The Constitution leaves it up to the states to decide how to appoint their electors. The Supreme Court, in the contentious 2000 election, confirmed that state governments have the right to “take back the power to appoint electors” from voters.
The Atlantic reported before the election that the Trump campaign was discussing such a scenario with Republican state officials. But Republicans in Pennsylvania, who control the state legislature, have pushed back and legal scholars point out that the Supreme Court reversed itself earlier this year, when it ruled against so-called faithless electors; members of the Electoral College who don’t vote for the winner in their state. Even if Team Trump tried to go down this route, they might not get far.
Fight it out in Congress
That makes it even less likely that Congress will get involved.

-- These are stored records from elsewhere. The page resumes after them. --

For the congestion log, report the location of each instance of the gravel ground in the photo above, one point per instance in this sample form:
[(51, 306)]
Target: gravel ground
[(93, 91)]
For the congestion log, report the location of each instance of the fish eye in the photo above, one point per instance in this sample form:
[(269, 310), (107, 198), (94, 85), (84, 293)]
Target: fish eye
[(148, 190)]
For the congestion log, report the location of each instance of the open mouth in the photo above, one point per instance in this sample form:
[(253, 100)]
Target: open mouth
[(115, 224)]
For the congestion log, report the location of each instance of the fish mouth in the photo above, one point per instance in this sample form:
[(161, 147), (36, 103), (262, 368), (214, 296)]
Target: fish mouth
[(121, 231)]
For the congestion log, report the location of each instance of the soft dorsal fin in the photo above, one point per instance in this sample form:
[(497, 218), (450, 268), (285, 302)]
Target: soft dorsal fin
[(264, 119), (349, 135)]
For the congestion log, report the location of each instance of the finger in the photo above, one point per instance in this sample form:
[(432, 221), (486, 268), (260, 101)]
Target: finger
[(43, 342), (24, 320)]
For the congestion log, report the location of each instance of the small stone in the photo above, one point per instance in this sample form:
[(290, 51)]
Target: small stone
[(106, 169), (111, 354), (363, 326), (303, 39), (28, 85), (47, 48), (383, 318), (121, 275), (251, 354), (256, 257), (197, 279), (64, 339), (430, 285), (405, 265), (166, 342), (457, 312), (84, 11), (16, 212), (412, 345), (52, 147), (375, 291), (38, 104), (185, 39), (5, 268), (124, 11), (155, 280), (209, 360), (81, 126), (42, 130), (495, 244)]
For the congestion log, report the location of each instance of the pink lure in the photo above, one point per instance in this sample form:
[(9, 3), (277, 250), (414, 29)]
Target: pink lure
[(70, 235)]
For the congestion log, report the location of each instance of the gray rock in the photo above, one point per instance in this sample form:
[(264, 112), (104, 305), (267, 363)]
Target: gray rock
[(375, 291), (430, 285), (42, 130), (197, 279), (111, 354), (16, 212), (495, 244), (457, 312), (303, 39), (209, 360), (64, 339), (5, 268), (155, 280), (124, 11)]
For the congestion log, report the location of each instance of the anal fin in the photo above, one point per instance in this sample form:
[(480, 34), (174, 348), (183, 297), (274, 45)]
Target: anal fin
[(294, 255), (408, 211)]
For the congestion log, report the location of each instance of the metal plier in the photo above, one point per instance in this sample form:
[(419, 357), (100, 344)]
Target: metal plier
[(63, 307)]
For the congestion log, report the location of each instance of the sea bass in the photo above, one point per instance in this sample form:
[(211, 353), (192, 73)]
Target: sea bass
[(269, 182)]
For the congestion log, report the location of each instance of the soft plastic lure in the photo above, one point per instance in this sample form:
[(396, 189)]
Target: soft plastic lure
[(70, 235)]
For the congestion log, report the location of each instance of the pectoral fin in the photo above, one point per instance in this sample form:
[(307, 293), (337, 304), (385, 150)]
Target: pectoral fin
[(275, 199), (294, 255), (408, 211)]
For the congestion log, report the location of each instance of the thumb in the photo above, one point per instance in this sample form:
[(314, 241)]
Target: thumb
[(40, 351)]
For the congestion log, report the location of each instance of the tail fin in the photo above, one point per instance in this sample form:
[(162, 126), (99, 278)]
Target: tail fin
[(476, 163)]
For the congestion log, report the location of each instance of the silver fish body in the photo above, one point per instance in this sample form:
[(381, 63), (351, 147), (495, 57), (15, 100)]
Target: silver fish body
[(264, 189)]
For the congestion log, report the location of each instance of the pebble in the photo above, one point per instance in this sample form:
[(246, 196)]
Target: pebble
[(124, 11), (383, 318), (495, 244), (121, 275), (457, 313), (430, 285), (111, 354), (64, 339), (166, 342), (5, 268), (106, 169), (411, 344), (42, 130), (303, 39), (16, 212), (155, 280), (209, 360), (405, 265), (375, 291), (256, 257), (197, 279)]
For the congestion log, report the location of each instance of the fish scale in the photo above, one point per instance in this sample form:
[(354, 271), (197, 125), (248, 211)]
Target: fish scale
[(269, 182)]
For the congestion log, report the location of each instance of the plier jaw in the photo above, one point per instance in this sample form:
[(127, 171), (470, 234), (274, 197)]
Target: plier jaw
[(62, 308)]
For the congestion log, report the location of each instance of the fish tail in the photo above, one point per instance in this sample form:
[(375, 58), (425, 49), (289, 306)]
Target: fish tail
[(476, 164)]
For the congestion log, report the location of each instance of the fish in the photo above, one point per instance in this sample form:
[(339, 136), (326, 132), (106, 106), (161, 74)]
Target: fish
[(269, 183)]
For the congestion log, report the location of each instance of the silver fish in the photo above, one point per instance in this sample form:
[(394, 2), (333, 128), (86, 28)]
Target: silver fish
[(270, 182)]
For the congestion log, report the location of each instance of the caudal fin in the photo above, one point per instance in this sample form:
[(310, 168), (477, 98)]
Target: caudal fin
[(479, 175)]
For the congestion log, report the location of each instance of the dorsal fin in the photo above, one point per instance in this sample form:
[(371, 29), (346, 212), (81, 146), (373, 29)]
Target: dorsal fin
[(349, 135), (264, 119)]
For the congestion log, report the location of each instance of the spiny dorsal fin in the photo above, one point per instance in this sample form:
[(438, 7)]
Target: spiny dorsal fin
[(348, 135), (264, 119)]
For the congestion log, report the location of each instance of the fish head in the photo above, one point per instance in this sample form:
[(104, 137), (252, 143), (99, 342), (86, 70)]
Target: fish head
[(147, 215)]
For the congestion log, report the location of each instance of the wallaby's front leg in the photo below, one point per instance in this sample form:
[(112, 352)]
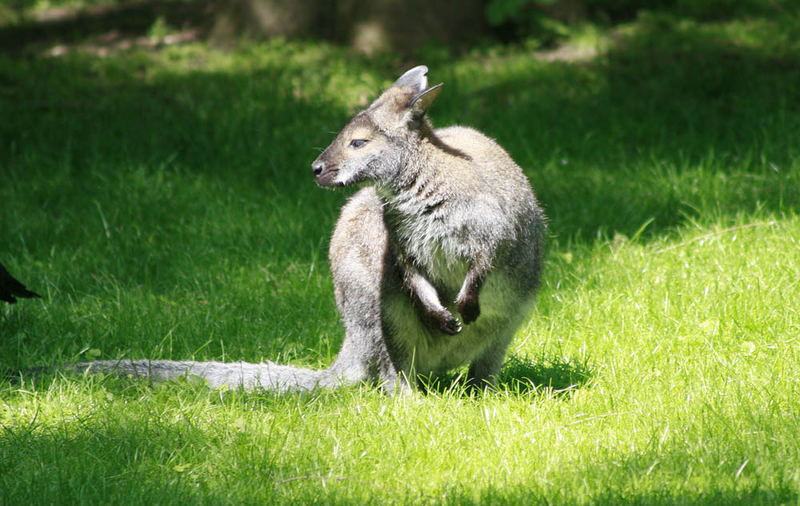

If no candidate wins a majority in the Electoral College, or if Democratic governors and Republican state legislatures in swing states, such as Michigan, Pennsylvania and Wisconsin, appoint dual slates of electors, the new Congress would need to decide the outcome on January 6. But since Democrats are still in the majority in the House of Representatives and Republicans in the Senate — at least until the January 5 runoffs in Georgia — that might not resolve anything.
It is unclear how a tie in the Senate, which would happen if Democrats won both Georgia runoffs, would be resolved.